Multipartite entanglement measures: a review
Mengru Ma, Yinfei Li, Jiangwei Shang
TL;DR
This review analyzes the quantification of multipartite entanglement by contrasting axiomatic (monotone) and operational measures. It surveys a broad suite of ME and GME metrics, including squashed entanglement, three-tangle, Schmidt measure, GM/GGM, GME-concurrence, and teleportation-based criteria, and connects these measures to tasks such as distillation, private keys, and teleportation fidelity. The authors discuss properties, limitations, and hierarchy among measures, and outline operational notions like accessible/source entanglement and concentratable entanglement to capture practical utility under LOCC. They also highlight open questions—most notably universal GME quantification and extensions to mixed states—and argue that advancing these measures will impact quantum information processing in multipartite settings.
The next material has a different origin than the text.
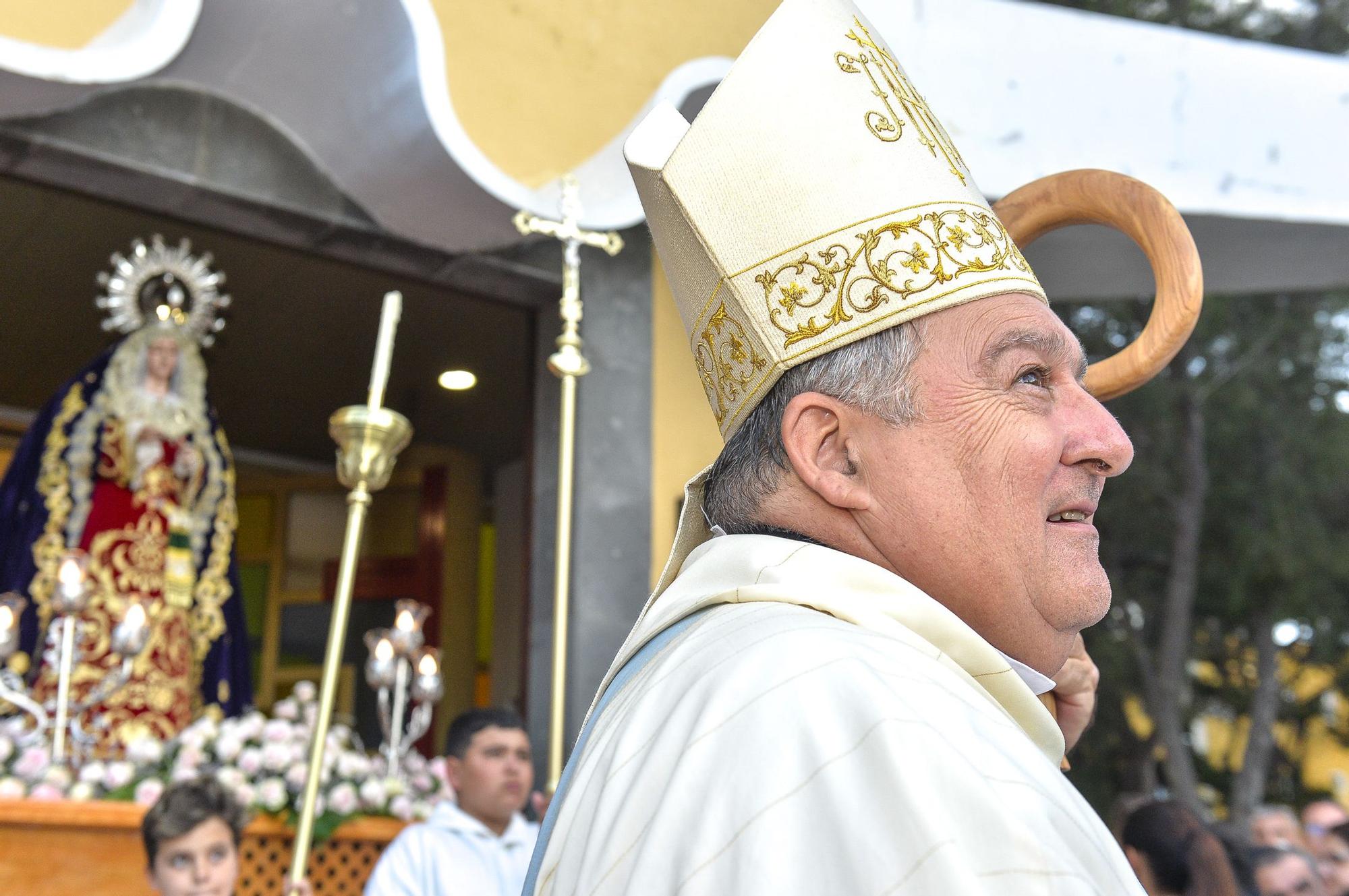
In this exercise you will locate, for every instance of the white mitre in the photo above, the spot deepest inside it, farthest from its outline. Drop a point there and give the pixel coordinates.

Overall, the review provides a comprehensive roadmap for characterizing and leveraging genuine multipartite entanglement in quantum technologies.
Abstract
Quantum entanglement, a fundamental aspect of quantum mechanics, has captured significant attention in the era of quantum information science. In multipartite quantum systems, entanglement plays a crucial role in facilitating various quantum information processing tasks, such as quantum teleportation and dense coding. In this article, we review the theory of multipartite entanglement measures, with a particular focus on the genuine as well as the operational meaning of multipartite entanglement measures. By providing a thorough and valuable insight on this field, we hope that this review would inspire and guide researchers in their endeavors to further develop novel approaches for characterizing multipartite entanglement.